Working from home, I get to spend every waking hour with my dog. It’s an oddly inspiring thing to watch him experience life and every day I make a conscious effort to think from his perspective. I wonder what it must be like to see new things that blow your mind every single day. The first time Madden saw a plastic grocery bag he flipped out. He sees me holding a napkin and thinks it’s this amazing object to be smelled, licked, chewed. You know, experienced. Don’t get me started on his first glimpse of fire.
I once tied a rope around an old toy he was getting bored with and he took to it as if I had just wrapped a hotdog in bacon and dipped it in ice cream. A tiny change had completely altered his reality in a flash.

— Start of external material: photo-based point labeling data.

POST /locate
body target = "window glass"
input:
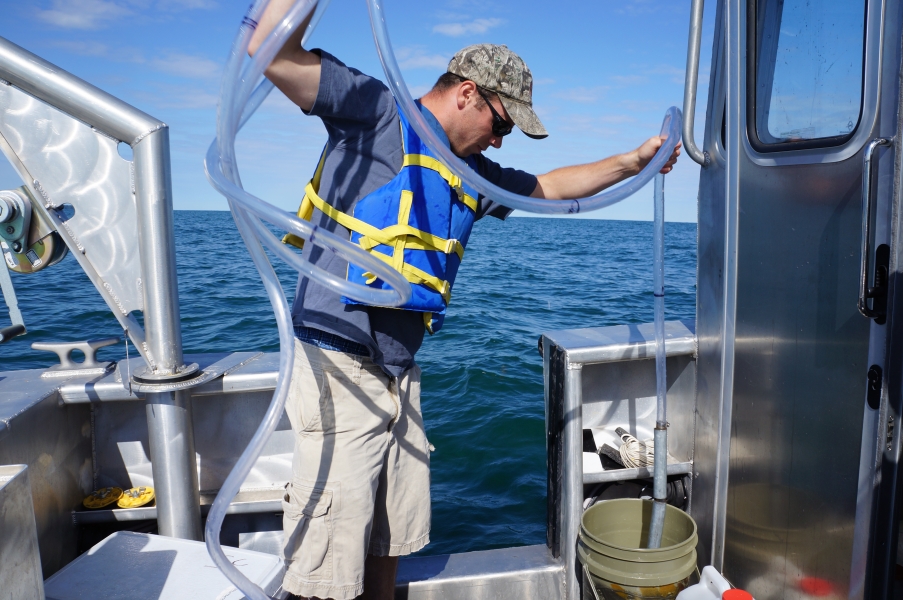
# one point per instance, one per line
(810, 69)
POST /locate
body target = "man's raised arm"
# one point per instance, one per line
(294, 70)
(581, 181)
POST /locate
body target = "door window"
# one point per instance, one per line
(807, 72)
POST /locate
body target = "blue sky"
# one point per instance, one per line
(605, 72)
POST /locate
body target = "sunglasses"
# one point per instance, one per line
(500, 127)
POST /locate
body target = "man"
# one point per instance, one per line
(359, 495)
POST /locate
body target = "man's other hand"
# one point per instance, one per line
(645, 153)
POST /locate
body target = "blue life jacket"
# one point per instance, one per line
(419, 223)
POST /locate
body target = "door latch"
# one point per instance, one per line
(873, 395)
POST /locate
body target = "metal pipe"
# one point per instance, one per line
(572, 475)
(734, 63)
(691, 80)
(72, 95)
(156, 241)
(171, 440)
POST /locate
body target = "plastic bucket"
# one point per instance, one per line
(616, 563)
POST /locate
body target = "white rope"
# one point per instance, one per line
(635, 453)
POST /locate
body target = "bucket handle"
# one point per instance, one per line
(589, 580)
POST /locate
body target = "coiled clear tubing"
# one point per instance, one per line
(237, 104)
(243, 91)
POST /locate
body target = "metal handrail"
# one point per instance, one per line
(866, 224)
(690, 83)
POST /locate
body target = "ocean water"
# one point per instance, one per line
(482, 374)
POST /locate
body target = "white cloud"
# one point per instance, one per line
(629, 79)
(84, 47)
(177, 5)
(477, 26)
(417, 57)
(95, 14)
(186, 65)
(584, 95)
(81, 14)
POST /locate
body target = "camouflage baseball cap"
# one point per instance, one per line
(499, 70)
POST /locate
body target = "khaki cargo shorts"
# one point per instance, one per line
(360, 474)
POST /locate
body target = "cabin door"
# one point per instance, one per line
(796, 375)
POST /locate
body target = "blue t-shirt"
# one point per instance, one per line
(363, 153)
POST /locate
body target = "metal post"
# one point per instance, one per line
(572, 485)
(156, 241)
(690, 84)
(734, 21)
(169, 422)
(171, 438)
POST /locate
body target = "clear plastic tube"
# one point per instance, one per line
(660, 435)
(670, 128)
(240, 97)
(238, 100)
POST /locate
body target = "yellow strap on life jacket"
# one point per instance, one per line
(416, 276)
(306, 210)
(373, 237)
(428, 162)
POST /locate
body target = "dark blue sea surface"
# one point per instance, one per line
(482, 374)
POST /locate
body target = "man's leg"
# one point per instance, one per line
(401, 520)
(379, 577)
(341, 408)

The other night we took him to a nearby park where we played fetch in the outfield and then hung out at the skate park. Imagine what a skateboarder must look like to a dog. Fresh external stimuli colliding with the mind of a 9-month-old puppy is an amazing thing. It inspires me as a creative to perceive the world this way. To find earth-shattering change in minutiae. To be moved by the mundane.
Ignorance is not bliss, ignorance sucks. Simplicity is bliss. Simplicity makes the outlandish and complex plausible and solvable. Simplicity is the mind processing a mountain of data and spitting out a brick. This is a dangerous idea when done improperly and can lead to fundamentalism. But simplicity leads to unimaginable levels of insight. I can’t speak from any personal experience, but people have been getting high for centuries seeking simplicity. To alter reality by inhalation. Shut out the noise and let the daimons drum up what they will. In that space everything is possible, everything is “so simple.” This perpetually altered reality is a dog’s world. Who thinks more “outside the box” than a dog? Box? What box?
The arch of progress will always lean towards simplicity. Be as the dog.